Protesters call for greater accountability in the fight for racial justice
ANN ARBOR, MI – On the anniversary of Breonna Taylor’s death, a group of protesters gathered on the Diag at the University of Michigan to demand greater accountability from themselves and the community.
Led by the non-profit Survivors Speak, several dozen protesters listened to the speakers discussing accountability in themselves and in the community. Survivors Share Pictures of a Responsibility Pledge on their Facebook Page that says community members should be proactive, educate themselves about community needs, advocate racial justice, and raise the alarm against racial and social injustices to help build Promote justice.
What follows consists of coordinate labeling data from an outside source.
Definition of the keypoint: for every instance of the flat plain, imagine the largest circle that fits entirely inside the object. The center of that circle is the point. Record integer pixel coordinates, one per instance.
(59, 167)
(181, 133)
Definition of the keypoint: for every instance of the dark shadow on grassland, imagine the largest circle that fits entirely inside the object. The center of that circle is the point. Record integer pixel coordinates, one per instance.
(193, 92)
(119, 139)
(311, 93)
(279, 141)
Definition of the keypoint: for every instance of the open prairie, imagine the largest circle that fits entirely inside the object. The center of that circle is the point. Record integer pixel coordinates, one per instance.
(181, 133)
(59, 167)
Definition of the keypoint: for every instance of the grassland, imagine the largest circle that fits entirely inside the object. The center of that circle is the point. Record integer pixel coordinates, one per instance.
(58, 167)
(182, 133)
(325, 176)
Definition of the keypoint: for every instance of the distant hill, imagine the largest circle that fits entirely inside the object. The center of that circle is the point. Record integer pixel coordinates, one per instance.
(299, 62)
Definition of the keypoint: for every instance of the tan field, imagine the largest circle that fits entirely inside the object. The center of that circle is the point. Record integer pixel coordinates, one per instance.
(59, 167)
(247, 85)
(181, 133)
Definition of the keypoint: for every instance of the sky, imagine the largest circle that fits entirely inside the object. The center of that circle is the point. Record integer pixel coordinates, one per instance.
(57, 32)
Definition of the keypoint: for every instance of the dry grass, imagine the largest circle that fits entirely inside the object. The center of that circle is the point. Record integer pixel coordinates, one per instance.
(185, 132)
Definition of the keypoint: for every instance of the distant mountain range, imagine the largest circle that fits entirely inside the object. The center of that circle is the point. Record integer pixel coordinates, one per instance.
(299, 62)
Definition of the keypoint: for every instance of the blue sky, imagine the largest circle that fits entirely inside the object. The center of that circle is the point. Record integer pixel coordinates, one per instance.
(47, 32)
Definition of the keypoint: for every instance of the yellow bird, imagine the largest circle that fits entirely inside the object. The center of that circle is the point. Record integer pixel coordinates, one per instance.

Trische Duckworth, CEO of Survivors Speak, said they originally planned the protest for January, but it was pushed back and happened to coincide with the year-long anniversary of Taylor’s death. While honoring Taylor and others who have been victims of police brutality, Duckworth said there was much more to it than that.
“It’s not just about police brutality. It’s about racial justice, it’s about holding our lawmakers accountable, it’s about getting COVID-19 vaccines into the community, it’s about so much, “said Duckworth. “We have to get together and do the work. Legislators must do their part and we must do our part. “
Lawmakers in attendance included U.S. Representative Debbie Dingell, D-Dearborn, Washtenaw County Attorney Eli Savit, and Assistant Attorney General Victoria Burton-Harris. As elected officials, they will hold each other accountable, Burton-Harris said, but she expects members of the community to return the favor.
“We work for you. We serve you, and in serving you we understand that it is our job to respond, be transparent and not stop until we reach back and find every last person who swallowed this system, ”said Burton -Harris.
Also in attendance was Charmelle Kelsey, the mother of an Ann Arbor Pioneer High School student who claims she and other black students are exposed to a racially hostile environment at the school. Her attorney, Solomon Furious Worlds, a UM law student with the Civil Rights Litigation Initiative, called for greater accountability from Pioneer and Ann Arbor public schools and the publication of their investigations into alleged racism.
Activists from Chelsea also attended the event. Last month, Judge Anna Frushour declined to indict members of an anti-racist activist group for obstruction of traffic violations during demonstrations last summer. David Bloom, a member of the Drop the Charges community movement group, also called for accountability in his community within his community.
“We want to stop asking about things that should be taken for granted. The way that this is done is to challenge it and challenge it with a strong voice and that’s what we’re here for, ”said Bloom.